A ideia é que essas reuniões sejam práticas e constituam oportunidades de aproximação, de perdão, de reconciliação.
“É um momento de brincar, usar o espírito natalino, acalmar os ânimos. Faça aí uma experiência muito mais de autorreflexão do que de cobrança do outro. Muita gente usa, às vezes, esses espaços para essas disputas”.
Saúde mental
A psicóloga garante que a integração de gerações faz bem à saúde mental de todos. Valmari lembrou também que, nas festas de final de ano, as pessoas não devem ficar sozinhas.
“Nem todo mundo tem família ou vínculos preservados com a família. Mas família não é só quem tem o mesmo sangue da gente. Existem grupos familiares e sociais. Quantas vezes você vê pessoas que se agregam para passar as festas juntos? É um momento de confraternização. Às vezes, você mesmo não tem família, mas tem um grupo de amigos muito ativos”.
Ela acrescentou que, no caso de pessoas mais longevas, dificilmente uma com 80 e poucos anos vai ter um grupo de amigos octogenários ou nonagenários, mas há pessoas com as quais convive, afilhados, vizinhos.
“A gente vê experiências das pessoas que comemoram no mesmo andar, que vão com o grupo da academia, da igreja, do trabalho voluntário. O importante é não estar sozinho, porque é uma época que remete muito a essa ideia da confraternização, do agregar pessoas. Então, para quem é solitário, essa é uma época muito difícil, muito triste”.
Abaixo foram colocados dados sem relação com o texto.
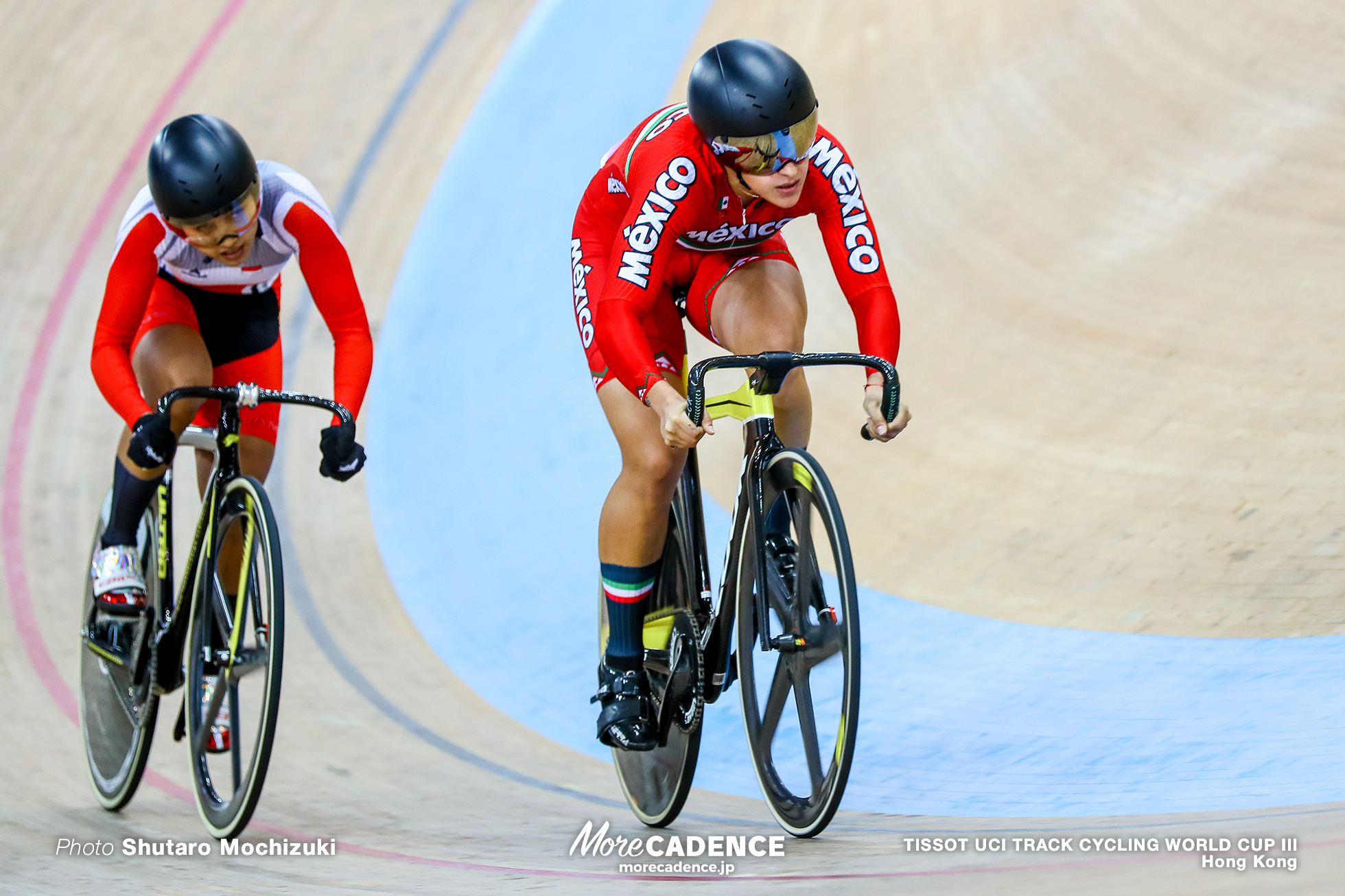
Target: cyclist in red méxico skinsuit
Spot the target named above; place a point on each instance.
(689, 215)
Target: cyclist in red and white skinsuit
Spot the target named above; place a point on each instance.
(193, 299)
(682, 217)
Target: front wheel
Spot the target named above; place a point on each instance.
(235, 659)
(117, 705)
(801, 697)
(657, 782)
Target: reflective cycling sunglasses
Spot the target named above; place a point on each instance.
(770, 151)
(232, 221)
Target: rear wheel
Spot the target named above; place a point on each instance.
(657, 782)
(117, 705)
(801, 698)
(235, 659)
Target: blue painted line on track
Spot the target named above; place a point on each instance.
(494, 459)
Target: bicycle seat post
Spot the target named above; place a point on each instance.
(228, 436)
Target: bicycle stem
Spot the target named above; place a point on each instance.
(771, 368)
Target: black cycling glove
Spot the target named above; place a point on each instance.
(152, 442)
(342, 455)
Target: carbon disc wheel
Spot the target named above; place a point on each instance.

Quando perceber que tem alguém do seu círculo que está sozinho que vai passar a data sozinho, convide, propôs a psicóloga.
“Traga para o seu seio, porque, às vezes, até dilui as polaridades familiares. Se tiver alguém de fora, a família segura a onda. Funciona também para trazer uma experiência diferente, uma energia diferente”.
A ideia da solidariedade é muito boa também para o nosso psíquico, destacou. “É você poder oferecer alguma coisa boa a alguém e sem esperar receber dessa mesma pessoa, em troca”.